If you are going to retrieve the source code from within automated scripts,
e.g. by a software packaging manager, please prefer downloading it from the
Ibiblio server or one of its mirrors.


# ----------------------------------------------------------------------------
# »We accept patches.«

Please include in all your messages information on
	· the version of html2text you are referring to (`html2text -version`),
          if you obtained the program in binary form, the version number as
	  supplied by your package manager (e.g. `rpm -q html2text`);
	· name and version of your operating system (`uname -a`);
	· name and version of your compiler (`cc -v`).

If you think you found a possible security impact, please let _me_ know
_first_.

If you think you found a bug, please try first to find out its possible
reason by yourself, using the "-unparse", "-check", "-debug-scanner", and
"-debug-parser" command line options, in order to save other people's time. I
will not consider any "bug report" that just claims "your program is
buggy!!!!!1", nor will I answer to any mail asking me O/S-specific questions.
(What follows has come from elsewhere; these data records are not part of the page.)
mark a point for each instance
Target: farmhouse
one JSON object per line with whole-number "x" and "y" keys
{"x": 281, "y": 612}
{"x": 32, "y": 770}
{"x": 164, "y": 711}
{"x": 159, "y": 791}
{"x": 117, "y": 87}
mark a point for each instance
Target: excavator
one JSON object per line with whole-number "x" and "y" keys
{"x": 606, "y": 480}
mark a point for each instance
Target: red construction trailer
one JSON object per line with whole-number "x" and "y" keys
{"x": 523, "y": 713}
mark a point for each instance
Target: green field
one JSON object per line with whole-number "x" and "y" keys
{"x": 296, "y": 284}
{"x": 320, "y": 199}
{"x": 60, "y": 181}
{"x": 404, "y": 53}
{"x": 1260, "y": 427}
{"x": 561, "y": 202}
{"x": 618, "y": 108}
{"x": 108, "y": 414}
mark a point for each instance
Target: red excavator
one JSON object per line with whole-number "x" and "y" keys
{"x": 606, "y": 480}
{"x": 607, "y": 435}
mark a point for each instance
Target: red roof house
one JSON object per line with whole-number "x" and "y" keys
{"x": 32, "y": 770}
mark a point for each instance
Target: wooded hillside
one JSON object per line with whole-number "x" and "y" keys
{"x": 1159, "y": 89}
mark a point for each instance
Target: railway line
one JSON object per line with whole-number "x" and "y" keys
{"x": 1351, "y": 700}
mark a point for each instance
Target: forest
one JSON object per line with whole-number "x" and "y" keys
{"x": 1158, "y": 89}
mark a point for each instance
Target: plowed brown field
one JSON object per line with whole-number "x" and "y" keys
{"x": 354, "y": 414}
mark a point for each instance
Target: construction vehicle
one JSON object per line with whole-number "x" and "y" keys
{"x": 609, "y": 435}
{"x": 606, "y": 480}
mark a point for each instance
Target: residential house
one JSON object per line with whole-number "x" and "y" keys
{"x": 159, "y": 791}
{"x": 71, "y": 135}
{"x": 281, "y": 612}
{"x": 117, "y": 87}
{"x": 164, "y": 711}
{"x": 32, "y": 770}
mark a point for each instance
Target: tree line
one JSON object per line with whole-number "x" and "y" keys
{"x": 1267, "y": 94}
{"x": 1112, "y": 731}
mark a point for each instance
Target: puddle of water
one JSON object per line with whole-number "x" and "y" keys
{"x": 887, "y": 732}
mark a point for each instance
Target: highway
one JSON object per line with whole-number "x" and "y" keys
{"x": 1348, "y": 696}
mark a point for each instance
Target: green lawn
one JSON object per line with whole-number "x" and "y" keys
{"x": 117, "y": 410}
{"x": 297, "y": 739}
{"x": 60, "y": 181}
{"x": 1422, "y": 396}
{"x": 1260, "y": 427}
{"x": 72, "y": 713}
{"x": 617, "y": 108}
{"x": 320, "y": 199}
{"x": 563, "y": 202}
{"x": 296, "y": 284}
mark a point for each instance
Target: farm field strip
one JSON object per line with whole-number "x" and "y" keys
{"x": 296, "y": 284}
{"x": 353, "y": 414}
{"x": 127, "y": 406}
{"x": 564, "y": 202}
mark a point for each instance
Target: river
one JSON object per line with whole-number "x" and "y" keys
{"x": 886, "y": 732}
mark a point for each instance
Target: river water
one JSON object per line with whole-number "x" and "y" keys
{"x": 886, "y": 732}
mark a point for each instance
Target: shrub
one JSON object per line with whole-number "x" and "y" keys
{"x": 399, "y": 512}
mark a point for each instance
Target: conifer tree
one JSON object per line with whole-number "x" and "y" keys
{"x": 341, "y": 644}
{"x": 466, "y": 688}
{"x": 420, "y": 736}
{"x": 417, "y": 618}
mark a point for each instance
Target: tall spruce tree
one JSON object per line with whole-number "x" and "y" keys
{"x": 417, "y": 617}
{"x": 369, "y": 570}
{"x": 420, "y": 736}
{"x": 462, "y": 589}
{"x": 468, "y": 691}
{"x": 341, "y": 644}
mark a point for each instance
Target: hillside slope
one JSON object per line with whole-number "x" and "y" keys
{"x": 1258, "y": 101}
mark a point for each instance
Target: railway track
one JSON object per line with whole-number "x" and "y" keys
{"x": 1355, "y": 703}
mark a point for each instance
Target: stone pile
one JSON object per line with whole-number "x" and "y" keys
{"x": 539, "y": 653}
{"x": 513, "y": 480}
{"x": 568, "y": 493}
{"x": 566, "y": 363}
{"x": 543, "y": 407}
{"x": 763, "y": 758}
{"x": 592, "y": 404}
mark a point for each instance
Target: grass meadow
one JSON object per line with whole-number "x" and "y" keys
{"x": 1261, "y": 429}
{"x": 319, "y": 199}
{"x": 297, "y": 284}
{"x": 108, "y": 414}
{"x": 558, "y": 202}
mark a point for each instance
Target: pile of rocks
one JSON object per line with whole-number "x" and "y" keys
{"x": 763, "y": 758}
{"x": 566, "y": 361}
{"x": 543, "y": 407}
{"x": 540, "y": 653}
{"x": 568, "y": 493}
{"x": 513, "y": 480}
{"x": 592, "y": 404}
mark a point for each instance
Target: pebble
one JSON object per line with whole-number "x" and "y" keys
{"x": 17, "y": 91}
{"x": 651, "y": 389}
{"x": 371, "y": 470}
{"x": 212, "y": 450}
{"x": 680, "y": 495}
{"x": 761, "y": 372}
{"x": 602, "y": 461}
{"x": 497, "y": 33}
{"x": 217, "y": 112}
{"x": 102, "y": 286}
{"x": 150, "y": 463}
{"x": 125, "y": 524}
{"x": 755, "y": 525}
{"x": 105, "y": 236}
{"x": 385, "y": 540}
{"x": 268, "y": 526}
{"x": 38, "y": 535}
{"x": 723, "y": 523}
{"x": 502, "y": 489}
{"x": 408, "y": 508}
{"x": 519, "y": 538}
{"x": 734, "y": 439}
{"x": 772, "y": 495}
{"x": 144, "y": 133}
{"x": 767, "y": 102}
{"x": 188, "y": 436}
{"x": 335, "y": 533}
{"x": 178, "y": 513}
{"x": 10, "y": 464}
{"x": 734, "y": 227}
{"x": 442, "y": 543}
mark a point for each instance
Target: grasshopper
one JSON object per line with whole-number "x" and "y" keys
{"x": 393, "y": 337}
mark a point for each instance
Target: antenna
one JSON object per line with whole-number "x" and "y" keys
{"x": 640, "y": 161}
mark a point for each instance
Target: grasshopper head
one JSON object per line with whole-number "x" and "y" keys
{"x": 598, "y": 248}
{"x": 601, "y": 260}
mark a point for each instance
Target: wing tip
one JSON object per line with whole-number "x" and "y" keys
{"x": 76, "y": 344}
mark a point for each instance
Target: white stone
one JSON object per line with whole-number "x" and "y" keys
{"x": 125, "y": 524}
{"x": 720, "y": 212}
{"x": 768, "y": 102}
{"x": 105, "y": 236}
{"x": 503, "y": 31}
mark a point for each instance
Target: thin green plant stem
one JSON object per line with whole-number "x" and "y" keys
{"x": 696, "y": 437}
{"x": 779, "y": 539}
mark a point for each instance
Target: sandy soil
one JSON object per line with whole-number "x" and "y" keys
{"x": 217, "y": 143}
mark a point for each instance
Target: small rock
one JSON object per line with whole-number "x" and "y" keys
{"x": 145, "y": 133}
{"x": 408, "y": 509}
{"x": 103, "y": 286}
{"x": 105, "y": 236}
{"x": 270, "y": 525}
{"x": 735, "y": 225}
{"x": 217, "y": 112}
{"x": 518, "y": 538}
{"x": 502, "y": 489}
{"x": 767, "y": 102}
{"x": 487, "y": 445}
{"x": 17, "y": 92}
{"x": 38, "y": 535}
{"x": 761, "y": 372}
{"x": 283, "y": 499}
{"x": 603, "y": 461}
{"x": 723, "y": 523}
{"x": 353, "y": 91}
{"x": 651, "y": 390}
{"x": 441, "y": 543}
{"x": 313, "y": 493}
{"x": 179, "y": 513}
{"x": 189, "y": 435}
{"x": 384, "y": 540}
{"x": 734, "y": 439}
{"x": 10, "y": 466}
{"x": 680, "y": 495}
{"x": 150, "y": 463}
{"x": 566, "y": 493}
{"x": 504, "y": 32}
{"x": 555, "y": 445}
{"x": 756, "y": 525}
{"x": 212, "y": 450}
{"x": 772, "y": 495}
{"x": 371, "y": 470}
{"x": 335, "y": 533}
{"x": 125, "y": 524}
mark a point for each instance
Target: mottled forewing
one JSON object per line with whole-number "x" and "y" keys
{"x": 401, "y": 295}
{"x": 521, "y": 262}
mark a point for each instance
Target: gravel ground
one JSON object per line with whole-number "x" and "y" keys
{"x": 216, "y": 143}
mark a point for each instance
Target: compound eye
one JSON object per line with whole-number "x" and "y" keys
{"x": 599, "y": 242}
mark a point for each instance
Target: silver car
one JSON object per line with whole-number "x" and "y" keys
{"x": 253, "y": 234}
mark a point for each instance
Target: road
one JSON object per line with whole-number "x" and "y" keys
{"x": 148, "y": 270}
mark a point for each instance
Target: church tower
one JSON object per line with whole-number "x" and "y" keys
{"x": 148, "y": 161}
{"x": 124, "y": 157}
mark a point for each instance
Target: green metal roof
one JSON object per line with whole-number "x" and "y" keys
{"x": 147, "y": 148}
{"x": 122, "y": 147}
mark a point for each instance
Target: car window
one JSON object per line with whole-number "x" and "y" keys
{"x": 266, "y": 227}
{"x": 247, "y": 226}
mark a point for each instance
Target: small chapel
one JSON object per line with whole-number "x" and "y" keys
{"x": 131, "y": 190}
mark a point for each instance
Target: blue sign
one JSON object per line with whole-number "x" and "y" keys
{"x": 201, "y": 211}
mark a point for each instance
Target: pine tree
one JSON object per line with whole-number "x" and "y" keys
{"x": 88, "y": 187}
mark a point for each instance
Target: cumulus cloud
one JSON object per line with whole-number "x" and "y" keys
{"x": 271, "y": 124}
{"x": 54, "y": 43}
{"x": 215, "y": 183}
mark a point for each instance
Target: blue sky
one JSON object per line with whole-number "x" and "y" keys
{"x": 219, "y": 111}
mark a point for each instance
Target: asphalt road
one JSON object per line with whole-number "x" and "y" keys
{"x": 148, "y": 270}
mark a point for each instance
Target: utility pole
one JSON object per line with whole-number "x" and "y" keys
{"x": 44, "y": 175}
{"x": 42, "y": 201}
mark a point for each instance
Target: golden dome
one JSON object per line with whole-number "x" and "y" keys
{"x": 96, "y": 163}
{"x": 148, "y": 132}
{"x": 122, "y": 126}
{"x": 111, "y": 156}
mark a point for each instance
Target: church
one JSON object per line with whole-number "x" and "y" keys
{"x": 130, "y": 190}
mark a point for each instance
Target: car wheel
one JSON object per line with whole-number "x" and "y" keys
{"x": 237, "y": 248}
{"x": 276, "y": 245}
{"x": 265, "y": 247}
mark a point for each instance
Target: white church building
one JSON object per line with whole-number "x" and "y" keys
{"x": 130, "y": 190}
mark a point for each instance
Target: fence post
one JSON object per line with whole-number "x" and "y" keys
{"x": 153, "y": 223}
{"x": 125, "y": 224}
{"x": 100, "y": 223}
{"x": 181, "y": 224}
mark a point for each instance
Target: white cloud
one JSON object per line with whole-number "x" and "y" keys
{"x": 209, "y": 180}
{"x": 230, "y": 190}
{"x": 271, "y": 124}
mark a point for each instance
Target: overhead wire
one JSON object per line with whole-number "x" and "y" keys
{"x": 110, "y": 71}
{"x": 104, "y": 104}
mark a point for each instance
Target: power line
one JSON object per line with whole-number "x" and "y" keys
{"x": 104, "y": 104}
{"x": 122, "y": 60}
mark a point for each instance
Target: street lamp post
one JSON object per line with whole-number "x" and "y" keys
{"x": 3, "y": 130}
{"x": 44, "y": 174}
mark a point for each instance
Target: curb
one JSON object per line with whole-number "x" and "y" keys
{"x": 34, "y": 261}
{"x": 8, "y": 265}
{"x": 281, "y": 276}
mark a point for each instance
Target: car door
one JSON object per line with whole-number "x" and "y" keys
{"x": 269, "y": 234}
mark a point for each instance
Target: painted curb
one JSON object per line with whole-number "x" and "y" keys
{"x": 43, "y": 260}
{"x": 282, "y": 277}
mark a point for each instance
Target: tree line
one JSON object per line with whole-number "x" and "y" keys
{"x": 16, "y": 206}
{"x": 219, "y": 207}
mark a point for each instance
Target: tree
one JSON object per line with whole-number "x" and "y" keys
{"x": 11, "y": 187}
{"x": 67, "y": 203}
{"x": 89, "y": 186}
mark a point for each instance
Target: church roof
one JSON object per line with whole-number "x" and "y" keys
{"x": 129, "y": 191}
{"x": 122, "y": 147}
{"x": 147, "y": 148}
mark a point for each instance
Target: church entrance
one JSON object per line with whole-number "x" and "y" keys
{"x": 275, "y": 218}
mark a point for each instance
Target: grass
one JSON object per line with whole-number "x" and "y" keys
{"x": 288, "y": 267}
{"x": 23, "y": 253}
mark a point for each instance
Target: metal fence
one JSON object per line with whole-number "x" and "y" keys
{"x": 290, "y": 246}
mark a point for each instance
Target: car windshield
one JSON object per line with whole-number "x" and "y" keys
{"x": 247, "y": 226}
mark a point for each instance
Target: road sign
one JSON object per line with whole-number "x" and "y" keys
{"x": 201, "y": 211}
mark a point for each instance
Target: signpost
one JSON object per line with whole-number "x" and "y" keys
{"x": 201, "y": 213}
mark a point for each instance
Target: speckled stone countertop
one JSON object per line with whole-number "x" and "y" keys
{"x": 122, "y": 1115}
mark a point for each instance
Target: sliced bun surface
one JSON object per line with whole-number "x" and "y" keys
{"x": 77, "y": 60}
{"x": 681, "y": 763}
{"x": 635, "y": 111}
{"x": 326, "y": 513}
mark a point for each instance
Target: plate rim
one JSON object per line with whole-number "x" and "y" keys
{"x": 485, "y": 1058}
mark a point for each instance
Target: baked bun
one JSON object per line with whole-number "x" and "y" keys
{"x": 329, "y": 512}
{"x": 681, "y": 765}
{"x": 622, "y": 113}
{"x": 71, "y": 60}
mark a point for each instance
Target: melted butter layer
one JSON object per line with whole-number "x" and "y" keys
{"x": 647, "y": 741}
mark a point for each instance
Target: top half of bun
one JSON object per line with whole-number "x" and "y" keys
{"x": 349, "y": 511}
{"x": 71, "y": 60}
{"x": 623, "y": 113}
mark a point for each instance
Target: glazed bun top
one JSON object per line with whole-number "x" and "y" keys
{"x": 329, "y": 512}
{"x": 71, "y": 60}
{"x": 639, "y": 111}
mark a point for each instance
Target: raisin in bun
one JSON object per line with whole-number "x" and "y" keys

I will include into the TODO list any sensible feature request.

And, last but not least, patches are always very welcome. :-)


Martin Bayer <mbayer@zedat.fu-berlin.de>

	For all e-mails, use of PGP (GPG) is encouraged. You will find my
	public key (ID: 0xCB537B60) on my homepage and on keyservers. The key's
	fingerprint is: "46A1 B556 41CD C77A 0261  D22F 41A6 EB90 CB53 7B60".